Modification of Cellulose Triacetate Membranes with Glycidyl Methacrylate via γ-Ray Initiated Controlled Grafting

XU Chenxi,CAO Minghan,PENG Jing(),LI Jiuqiang,ZHAI Maolin()   

  1. Beijing National Laboratory for Molecular Sciences,Radiochemistry and Radiation Chemistry Key Laboratory of Fundamental Science,Key Laboratory of Polymer Chemistry and Physics of the Ministry of Education,College of Chemistry and Molecular Engineering,Peking University,Beijing 100871,China
  • Received:2019-10-23 Published:2020-03-01 Online:2020-07-09
  • Contact: PENG Jing,ZHAI Maolin
  • Supported by:
    Supported by the Joint Fund of the National Natural Science Foundation of China and China Academy of Engineering Physics(NSAF)(No.U1430234)

摘要:

三醋酸纤维素(CTA)是一种高强度的天然高分子衍生物,对其进行表面接枝改性将扩展其在物质分离、吸附、检测等领域的广泛应用,但是化学接枝改性CTA比较困难。 本文结合辐射引发接枝和可逆加成-断裂链转移(RAFT)聚合方法,成功地在CTA膜表面可控接枝了聚甲基丙烯酸缩水甘油酯(PGMA)。 研究了吸收剂量、单体GMA质量分数和RAFT试剂含量等因素对接枝率的影响,采用傅里叶变换红外光谱仪(FT-IR)、扫描电子显微镜(SEM)和接触角技术手段对CTA膜接枝前后的结构、形貌和表面性质进行了表征。 实验结果表明,为了得到较高的接枝率,同时又保持较好的形貌,合适的条件为:吸收剂量为10~12 kGy,GMA质量分数为30%,RAFT试剂与GMA的物质的量比为1:400;在不同条件下得到的最高接枝率为41%,接枝聚合物相对分子质量分布最低为1.33。 此外,接枝PGMA后的CTA膜疏水性增加。 该工作提供了可控接枝CTA的简便方法,与传统辐射接枝相比,RAFT辅助辐射接枝反应更加可控,得到的PGMA接枝链更加均匀,有利于根据实际应用来控制接枝率和进行后续的功能修饰。

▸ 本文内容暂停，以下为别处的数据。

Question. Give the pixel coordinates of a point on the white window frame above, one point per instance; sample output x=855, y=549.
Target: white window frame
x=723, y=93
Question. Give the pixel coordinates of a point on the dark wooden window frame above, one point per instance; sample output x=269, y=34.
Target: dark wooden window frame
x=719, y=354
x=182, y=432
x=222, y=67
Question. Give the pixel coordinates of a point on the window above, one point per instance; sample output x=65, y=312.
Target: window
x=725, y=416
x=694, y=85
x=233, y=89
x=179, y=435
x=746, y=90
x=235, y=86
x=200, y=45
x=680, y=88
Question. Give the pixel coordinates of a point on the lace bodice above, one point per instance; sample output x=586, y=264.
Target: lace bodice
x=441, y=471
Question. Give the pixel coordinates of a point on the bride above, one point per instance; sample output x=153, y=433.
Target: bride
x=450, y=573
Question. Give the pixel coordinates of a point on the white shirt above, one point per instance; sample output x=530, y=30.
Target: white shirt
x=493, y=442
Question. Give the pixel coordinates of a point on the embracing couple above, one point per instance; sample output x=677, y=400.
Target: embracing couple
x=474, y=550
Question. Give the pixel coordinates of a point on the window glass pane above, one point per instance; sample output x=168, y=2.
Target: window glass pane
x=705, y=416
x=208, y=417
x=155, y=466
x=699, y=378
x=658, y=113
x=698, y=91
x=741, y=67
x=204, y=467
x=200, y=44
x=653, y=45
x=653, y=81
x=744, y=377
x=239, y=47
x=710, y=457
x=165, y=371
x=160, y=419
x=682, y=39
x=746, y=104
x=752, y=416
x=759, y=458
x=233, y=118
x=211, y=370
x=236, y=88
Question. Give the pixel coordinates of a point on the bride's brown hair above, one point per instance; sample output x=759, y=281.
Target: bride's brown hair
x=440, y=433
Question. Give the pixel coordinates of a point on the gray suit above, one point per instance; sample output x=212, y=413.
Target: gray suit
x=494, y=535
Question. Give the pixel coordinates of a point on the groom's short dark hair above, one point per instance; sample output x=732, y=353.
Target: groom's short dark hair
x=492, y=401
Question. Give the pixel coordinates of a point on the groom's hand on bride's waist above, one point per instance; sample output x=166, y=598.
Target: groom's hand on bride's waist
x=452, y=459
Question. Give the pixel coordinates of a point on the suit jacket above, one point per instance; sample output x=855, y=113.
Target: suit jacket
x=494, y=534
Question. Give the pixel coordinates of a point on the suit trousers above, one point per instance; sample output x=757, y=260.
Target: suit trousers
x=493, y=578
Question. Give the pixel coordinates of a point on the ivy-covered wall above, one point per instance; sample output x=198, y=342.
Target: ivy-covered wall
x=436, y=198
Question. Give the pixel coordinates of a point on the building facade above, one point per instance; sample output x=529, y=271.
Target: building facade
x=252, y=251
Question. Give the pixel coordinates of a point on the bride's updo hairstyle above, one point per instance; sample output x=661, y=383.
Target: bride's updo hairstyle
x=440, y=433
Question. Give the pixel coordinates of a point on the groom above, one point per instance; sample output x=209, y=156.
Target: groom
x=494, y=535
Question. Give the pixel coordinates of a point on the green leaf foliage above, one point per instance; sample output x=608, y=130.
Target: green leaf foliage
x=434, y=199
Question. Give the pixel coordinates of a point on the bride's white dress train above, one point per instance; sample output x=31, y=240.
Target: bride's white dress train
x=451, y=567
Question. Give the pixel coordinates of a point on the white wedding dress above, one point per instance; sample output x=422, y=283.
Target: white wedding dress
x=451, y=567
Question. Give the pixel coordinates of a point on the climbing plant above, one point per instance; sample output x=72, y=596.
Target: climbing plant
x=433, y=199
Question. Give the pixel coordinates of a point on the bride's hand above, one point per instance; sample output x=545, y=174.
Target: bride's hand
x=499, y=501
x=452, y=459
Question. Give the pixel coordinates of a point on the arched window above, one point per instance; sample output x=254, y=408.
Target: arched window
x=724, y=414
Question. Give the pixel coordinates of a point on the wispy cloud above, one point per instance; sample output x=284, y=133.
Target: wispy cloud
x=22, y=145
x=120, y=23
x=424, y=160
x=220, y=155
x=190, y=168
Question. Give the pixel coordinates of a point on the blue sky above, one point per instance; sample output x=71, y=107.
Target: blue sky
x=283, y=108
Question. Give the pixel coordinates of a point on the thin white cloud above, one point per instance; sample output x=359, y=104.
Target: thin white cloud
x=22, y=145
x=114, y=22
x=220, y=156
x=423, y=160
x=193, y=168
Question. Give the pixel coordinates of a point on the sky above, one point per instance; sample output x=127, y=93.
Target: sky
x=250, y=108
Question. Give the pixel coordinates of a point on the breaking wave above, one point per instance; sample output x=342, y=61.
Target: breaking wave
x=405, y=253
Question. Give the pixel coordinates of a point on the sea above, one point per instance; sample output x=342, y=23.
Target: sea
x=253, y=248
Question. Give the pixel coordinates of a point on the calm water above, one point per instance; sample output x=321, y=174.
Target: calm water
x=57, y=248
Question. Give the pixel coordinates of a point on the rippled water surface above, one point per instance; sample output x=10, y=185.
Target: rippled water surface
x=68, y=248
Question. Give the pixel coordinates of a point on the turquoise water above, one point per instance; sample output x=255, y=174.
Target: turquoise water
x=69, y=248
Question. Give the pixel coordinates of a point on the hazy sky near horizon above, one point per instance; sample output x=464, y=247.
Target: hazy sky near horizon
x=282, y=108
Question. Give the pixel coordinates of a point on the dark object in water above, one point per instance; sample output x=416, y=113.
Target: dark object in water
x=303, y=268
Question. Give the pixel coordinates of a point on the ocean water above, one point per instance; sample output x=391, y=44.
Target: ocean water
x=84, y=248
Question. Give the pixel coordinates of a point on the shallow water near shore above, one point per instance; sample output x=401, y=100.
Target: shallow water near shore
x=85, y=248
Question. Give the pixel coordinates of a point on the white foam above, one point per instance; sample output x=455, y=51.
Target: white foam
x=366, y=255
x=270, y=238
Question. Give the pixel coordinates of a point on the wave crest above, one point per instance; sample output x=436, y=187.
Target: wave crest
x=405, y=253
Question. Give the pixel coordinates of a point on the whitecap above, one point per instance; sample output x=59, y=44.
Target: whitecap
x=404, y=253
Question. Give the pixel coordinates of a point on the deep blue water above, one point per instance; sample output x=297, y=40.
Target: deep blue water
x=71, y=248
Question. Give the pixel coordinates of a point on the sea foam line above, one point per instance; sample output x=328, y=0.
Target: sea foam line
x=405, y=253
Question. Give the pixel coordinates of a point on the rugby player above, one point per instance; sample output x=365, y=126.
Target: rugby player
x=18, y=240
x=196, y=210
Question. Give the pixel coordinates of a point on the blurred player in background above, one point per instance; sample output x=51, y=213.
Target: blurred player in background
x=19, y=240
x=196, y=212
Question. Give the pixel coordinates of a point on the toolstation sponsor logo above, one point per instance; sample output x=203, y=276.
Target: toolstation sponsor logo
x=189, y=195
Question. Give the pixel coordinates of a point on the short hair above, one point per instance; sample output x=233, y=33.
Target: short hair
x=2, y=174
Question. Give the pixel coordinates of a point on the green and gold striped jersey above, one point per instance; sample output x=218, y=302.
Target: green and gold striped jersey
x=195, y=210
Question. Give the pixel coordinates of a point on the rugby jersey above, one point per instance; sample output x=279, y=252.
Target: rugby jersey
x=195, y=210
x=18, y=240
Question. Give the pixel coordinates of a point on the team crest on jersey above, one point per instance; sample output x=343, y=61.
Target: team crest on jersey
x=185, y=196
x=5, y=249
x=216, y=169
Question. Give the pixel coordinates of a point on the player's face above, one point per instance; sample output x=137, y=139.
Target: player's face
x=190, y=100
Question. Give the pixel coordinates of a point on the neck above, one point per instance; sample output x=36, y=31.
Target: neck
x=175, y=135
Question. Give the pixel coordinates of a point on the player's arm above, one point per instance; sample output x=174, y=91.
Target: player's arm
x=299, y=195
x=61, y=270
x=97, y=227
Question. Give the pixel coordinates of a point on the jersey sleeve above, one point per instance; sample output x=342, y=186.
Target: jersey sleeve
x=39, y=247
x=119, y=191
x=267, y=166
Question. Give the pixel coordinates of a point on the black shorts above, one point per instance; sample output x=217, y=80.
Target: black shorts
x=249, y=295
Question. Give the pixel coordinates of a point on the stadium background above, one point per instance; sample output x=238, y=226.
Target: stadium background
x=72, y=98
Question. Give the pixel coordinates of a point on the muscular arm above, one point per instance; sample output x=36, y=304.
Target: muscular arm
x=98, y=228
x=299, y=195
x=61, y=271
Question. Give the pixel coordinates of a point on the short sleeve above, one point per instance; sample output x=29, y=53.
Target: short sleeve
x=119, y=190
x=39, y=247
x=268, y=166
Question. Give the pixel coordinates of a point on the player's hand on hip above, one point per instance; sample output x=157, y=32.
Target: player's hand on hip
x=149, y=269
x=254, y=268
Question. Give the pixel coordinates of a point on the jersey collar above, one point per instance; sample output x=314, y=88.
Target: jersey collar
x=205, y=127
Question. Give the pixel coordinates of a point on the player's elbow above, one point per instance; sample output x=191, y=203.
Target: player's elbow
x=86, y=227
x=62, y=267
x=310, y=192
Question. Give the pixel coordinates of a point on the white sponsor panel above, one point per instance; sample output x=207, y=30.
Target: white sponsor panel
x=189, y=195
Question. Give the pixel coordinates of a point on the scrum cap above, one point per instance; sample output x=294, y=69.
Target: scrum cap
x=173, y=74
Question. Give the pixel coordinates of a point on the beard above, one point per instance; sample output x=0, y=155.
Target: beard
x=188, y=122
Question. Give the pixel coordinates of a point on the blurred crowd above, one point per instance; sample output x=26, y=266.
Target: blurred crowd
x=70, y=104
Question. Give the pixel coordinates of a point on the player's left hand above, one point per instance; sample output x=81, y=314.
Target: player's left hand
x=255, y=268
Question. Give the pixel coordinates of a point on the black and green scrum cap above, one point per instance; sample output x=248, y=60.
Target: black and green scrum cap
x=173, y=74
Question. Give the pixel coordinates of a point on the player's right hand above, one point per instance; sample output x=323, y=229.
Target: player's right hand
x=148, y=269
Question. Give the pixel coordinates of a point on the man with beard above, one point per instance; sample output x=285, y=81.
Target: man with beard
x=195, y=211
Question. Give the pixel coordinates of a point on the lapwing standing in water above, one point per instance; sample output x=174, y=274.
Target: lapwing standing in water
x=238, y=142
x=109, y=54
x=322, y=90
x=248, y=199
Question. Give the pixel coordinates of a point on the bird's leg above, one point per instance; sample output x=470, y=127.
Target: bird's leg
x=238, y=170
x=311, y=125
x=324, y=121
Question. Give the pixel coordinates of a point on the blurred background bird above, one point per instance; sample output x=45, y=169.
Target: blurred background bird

关键词: 三醋酸纤维素, 辐射接枝, 可逆加成-断裂链转移

Abstract:

Cellulose triacetate (CTA) is a kind of cellulose derivatives with high strength, and the modified CTA can be applied in the separation, adsorption and sensors, however, it is difficult to modify it by chemical initiated grafting. In this article, CTA membranes were successfully modified with poly(glycidyl methacrylate) (PGMA) by the combination of radiation-initiated grafting and the reversible addition-fragmentation chain transfer (RAFT) polymerization method. Effects of absorbed dose, concentration of GMA and amount of RAFT agent on degree of grafting were studied. The structure, morphology and surface property of the CTA membranes before and after grafting were investigated by Flourier transform infrared spectrometer (FT-IR), scanning electronic microscopy (SEM) and contact angle test. The results show that, for a higher degree of grafting and better morphology, the optimal conditions could be found at absorbed dose of 10~12 kGy, with mass fraction 30% of GMA and molar ratio 1/400 of RAFT agent and GMA. The grafted CTA membrane with the highest degree of grafting (41%) and the narrow distribution of relative molecular mass (1.33) can be obtained under suitable conditions. After grafting, the hydrophobicity of CTA membranes increases. The work provides a simple method to prepare grafted CTA with controlled structures. Compared with traditional radiation-initiated grafting, the radiation-initiated RAFT reaction conditions are easier to be controlled in RAFT-mediated grafting process, and the grafted polymer chains are better-distributed, which benefits further functionalization and practical application of modified CTA membranes.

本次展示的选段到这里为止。